A few questions worth asking, whether you are a small firm, scaling a medium-sized team, or leading inside a larger organisation: 

  • When was the last time you thanked someone for something precise, in a way that showed you noticed the effort behind it?
  • Who is consistently reliable in your organisation and rarely mentioned?
  • What do you praise most: outcomes only, or also judgement, care, and how people behave under pressure? 

Why do we fail to show recognition? 

  • Leaders assume people “know” they are valued
  • Praise can feel awkward, or managers worry it will look like favouritism
  • Hybrid working has removed some of the everyday signals of appreciation
  • In high standards cultures, good work starts being treated as the baseline, so only problems get airtime 

Over time, you can see what happens: people stop stretching, they stop volunteering, and they keep their heads down. They are still doing the job, but they feel less connected to the place and to the people, so they don’t go the extra mile. 

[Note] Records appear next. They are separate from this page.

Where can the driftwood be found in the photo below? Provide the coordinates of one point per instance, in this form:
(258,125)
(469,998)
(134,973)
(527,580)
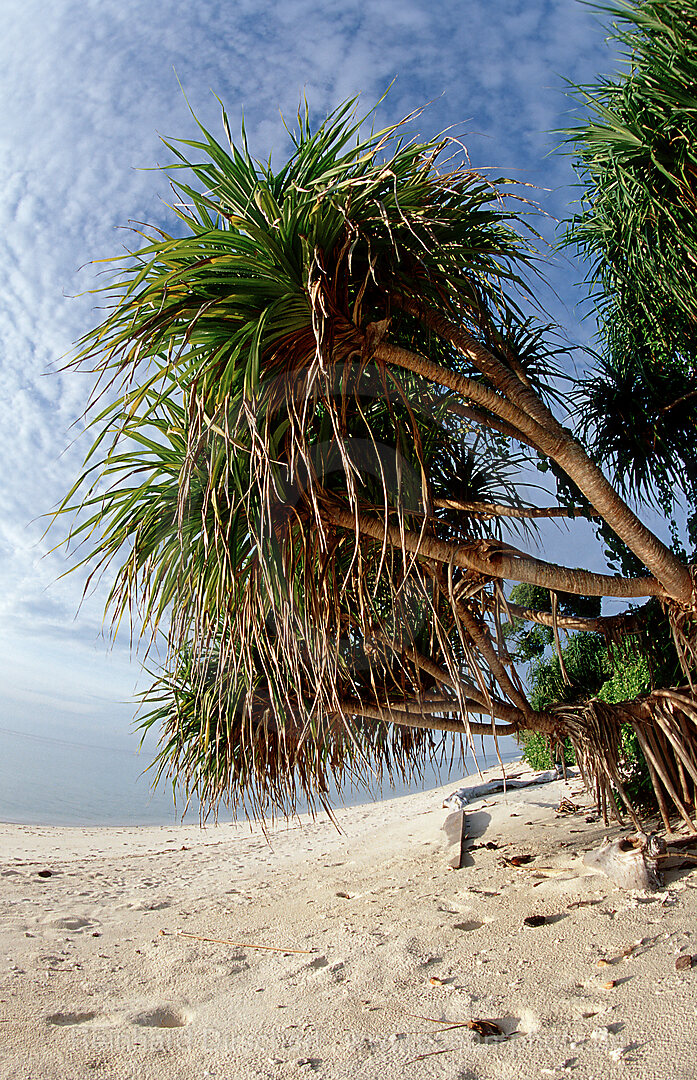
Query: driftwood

What can work to increase morale: 

  • Be specific: name what you saw, not a general “great job”
  • Link it to impact: what did it change, protect, improve, or speed up?
  • Notice the behind-the-scenes work: reliability, judgement, follow-through
  • Match the person: some people like public praise, others prefer it privately
  • Do it often: once a year in a review is too late 

If you want an easy way to make this a habit, use prompts: 

  • “I noticed you…”
  • “It helped because…”
  • “Thank you for…” 

I run a gifting business, and it keeps this front of mind. Behind every gift is usually a message someone wants to express. The messages that recipients respond to most strongly are nearly always the specific ones. “Thank you for staying late to get that proposal over the line” rather than “Thanks for everything.” One feels personal; the other could be for anyone. Not only do we personalise individual gifts for our clients, but we also often provide guidance on gift messages. 

Why don’t you try this experiment this week: pick one person who has been consistently strong recently, especially someone who does not seek attention. Write one sentence that proves you have been paying attention, then either say it, write it in a card perhaps with a gift, or at least send an email expressing it. I can guarantee it will make their day and strengthen their commitment. 

People do not tend to leave only because of pay or workload. They often leave because they stop feeling appreciated. Recognition is one of the simplest ways to prevent that, and it sets the tone for the kind of workplace you are building.